This document describes the basic features of Chaos Mesh, including fault injection, Chaos experiment scenarios, visualized operations, and security guarantees.

Fault injection

Fault injection is the key of Chaos experiments. Chaos Mesh covers a full range of faults that might occur in a distributed system, and provides three comprehensive and fine-grained fault types: basic resource faults, platform faults, and application-layer faults.

  • Basic resource faults:
    • PodChaos: simulates Pod failures, such as Pod node restart, Pod’s persistent unavailablility, and certain container failures in a specific Pod.
    • NetworkChaos: simulates network failures, such as network latency, packet loss, packet disorder, and network partitions.
    • DNS Chaos: simulates DNS failures, such as the parsing failure of DNS domain name and the wrong IP address returned.
    • HTTPChaos: simulates HTTP communication failures, such as HTTP communication latency.
    • StressChaos: simulates CPU race or memory race.
    • IOChaos: simulates the I/O failure of an application file, such as I/O delays, read and write failures.
    • TimeChaos: simulates the time jump exception.
    • KernelChaos: simulates kernel failures, such as an exception of the application memory allocation.
  • Platform faults:
    • AWSChaos: simulates AWS platform failures, such as the AWS node restart.
    • GCPChaos: simulates GCP platform failures, such as the GCP node restart.
  • Application faults:
    • JVMChaos: simulates JVM application failures, such as the function call delay.

Chaos experiment scenarios

A Chaos experiment scenario includes a set of Chaos experiments and an application status check, so you can complete the entire process of a Chaos engineering project on the platform.

To run a Chaos scenario, you can perform a series of Chaos experiments, keep expanding the explosion radius (including the scope of attacks), and increase the failure types.After running a Chaos experiment, you can easily view the current state of the application using Chaos Mesh and determine whether to perform follow-up experiments.At the same time, to reduce the cost of Chaos experiments, you can keep updating and accumulating the Chaos experiment scenarios, and apply the existing experiment scenarios to other applications.

Currently, Chaos experiment scenarios provide the following features:

  • Orchestrate serial Chaos experiments
  • Orchestrate parallel Chaos experiments
  • Support checking experimental status and results
  • Support pausing a Chaos experiment
  • Support using YAML files to define and manage Chaos experiment scenarios
  • Support using the web UI to define and manage Chaos experiment scenarios

For the configuration of a specific experiment scenario, see Create the Chaos Mesh workflow.

Visualized operations

Chaos Mesh provides the Chaos Dashboard component for visualized operations, which greatly simplifies Chaos experiments.You can manage and monitor a Chaos experiment directly through the visualization interface.

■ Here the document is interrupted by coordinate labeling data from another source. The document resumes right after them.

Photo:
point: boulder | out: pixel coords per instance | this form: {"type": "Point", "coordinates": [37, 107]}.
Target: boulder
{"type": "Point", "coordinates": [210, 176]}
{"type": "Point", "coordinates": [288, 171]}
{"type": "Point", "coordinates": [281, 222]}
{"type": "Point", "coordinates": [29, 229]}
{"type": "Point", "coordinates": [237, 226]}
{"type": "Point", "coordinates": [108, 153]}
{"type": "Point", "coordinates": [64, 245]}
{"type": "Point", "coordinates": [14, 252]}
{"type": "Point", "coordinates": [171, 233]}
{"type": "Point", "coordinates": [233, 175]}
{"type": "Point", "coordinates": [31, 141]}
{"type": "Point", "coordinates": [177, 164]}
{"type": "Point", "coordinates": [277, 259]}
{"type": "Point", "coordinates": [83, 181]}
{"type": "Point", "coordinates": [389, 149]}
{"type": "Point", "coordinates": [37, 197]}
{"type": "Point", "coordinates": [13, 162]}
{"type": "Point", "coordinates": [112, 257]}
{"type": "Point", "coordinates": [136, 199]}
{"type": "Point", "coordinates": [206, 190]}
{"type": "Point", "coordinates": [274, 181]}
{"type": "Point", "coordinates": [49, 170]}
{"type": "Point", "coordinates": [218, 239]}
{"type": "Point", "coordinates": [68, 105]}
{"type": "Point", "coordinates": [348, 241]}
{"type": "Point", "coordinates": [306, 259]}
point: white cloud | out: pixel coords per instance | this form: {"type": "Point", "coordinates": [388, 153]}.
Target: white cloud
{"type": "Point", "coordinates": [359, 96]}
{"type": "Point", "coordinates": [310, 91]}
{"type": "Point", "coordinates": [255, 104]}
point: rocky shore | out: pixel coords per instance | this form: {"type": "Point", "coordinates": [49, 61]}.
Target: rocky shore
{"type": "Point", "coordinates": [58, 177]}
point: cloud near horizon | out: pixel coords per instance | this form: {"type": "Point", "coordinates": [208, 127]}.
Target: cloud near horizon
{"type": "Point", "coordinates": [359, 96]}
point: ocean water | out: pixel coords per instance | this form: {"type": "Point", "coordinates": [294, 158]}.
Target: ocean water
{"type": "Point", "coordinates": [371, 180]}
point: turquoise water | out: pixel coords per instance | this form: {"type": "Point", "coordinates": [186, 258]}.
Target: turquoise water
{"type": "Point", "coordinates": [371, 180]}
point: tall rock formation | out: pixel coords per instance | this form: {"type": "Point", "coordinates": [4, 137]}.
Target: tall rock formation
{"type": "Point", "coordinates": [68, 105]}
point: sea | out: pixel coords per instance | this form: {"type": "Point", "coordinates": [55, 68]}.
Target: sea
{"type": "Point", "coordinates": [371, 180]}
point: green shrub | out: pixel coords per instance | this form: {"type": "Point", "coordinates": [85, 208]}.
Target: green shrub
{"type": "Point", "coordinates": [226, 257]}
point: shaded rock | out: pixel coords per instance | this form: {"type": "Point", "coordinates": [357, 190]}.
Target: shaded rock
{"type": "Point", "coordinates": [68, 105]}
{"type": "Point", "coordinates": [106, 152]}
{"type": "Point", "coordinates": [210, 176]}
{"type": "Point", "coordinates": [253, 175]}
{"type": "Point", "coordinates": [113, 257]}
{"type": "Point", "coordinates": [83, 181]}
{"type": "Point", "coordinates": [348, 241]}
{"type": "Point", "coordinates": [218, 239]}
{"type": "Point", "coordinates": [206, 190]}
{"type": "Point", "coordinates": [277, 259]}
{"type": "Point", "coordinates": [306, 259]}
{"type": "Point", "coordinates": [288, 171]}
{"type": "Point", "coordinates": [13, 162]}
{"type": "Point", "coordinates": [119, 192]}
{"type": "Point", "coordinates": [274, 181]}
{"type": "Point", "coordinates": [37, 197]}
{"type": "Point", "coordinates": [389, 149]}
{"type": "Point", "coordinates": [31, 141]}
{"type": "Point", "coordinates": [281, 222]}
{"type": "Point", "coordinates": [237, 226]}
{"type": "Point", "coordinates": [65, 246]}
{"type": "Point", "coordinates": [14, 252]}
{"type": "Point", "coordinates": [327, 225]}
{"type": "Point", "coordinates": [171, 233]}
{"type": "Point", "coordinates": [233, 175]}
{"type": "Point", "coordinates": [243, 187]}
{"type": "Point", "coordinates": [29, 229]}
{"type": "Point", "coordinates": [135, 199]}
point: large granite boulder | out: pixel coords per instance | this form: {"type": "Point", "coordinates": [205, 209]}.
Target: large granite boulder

For example, with a few clicks on the interface, you can define the scope of a Chaos experiment, specify the type of Chaos injection, define scheduling rules, and get the results of the Chaos experiment.

Chaos experiment scenarios

Security guarantee

Chaos Mesh manages permissions using the native RBAC feature in Kubernetes.

You can freely create multiple roles based on your actual permission requirements, bind the roles to the username service account, and then generate the token corresponding to the service account.When you log into the Dashboard using this token, you can only perform Chaos experiments within the permissions given by the service account.

In addition, you can specify the namespaces that allow Chaos experiments by setting the namespace annotations, which further safeguards the control of Chaos experiments.